Oh prefers linocut to woodblock prints because of the bold lines that she is able to achieve—linocuts are made from linoleum blocks—they are often easier to cut and get very crisp results from. It is fitting for Oh to unveil her first series of linocuts at Bold Bean, because boldness has been consistently present throughout her career–in her watercolor paintings and the tattoos that she creates.

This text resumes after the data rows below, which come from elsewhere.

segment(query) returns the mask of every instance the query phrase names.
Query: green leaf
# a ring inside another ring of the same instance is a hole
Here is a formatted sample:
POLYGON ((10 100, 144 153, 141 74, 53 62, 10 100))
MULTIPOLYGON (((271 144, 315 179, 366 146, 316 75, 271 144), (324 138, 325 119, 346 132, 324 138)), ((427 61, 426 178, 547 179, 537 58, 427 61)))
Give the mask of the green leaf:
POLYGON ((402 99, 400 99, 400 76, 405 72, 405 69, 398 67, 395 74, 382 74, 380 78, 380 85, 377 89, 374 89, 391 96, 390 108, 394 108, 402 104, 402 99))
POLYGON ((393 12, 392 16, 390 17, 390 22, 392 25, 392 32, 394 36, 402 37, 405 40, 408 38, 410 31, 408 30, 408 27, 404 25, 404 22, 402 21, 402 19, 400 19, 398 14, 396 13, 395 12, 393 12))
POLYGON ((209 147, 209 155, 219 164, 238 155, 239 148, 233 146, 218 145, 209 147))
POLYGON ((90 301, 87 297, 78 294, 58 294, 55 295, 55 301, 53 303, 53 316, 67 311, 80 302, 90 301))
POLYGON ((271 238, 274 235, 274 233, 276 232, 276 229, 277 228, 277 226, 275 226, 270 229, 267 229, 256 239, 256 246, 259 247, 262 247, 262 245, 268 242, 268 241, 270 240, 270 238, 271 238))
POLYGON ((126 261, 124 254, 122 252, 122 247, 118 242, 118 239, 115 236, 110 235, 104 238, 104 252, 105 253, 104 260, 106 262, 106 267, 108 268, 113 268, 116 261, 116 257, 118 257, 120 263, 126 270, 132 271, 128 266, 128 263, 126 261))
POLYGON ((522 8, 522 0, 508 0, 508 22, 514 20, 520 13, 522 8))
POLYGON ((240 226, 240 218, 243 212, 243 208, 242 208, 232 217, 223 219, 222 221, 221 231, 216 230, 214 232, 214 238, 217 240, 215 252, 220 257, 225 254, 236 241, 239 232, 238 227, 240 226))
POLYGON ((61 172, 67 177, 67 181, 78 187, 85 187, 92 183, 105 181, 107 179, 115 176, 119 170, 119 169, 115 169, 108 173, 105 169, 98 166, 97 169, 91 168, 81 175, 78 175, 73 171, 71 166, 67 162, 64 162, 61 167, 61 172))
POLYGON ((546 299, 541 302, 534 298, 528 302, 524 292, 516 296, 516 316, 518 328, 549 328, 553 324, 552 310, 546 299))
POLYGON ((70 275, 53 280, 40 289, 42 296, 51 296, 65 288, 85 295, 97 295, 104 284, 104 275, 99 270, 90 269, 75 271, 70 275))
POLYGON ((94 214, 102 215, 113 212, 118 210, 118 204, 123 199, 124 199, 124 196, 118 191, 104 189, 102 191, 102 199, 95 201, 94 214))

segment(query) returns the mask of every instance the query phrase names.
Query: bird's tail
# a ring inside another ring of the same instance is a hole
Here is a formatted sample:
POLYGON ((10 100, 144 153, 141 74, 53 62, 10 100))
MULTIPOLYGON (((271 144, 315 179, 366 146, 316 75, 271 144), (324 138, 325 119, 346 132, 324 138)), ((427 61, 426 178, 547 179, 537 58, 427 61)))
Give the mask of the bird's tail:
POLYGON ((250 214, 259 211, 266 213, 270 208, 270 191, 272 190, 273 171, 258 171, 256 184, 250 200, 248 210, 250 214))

This series of prints highlight how the artist merges the first medium she worked in with the medium that she is most known for. Her prints are derivative of the tattoos that she designs; they cull from images iconic to the tattoo industry—snakes, wolves, flowers and tigers—as well as Oh’s tombstones-images, often embellished with sentiments like “Let there be night” and “Forget me not,” which have become so popular that they almost serve as her calling card.

Over the course of her 10-year career as a tattooist, Oh has done a remarkable job creating an aesthetic that is identifiable to her, and that aesthetic is conveyed in her prints. But in 2014—when Oh returned to printmaking—she further honed her particular tattooing style, finding ways to make a maximum impact through limited embellishments, largely working in black and gray. 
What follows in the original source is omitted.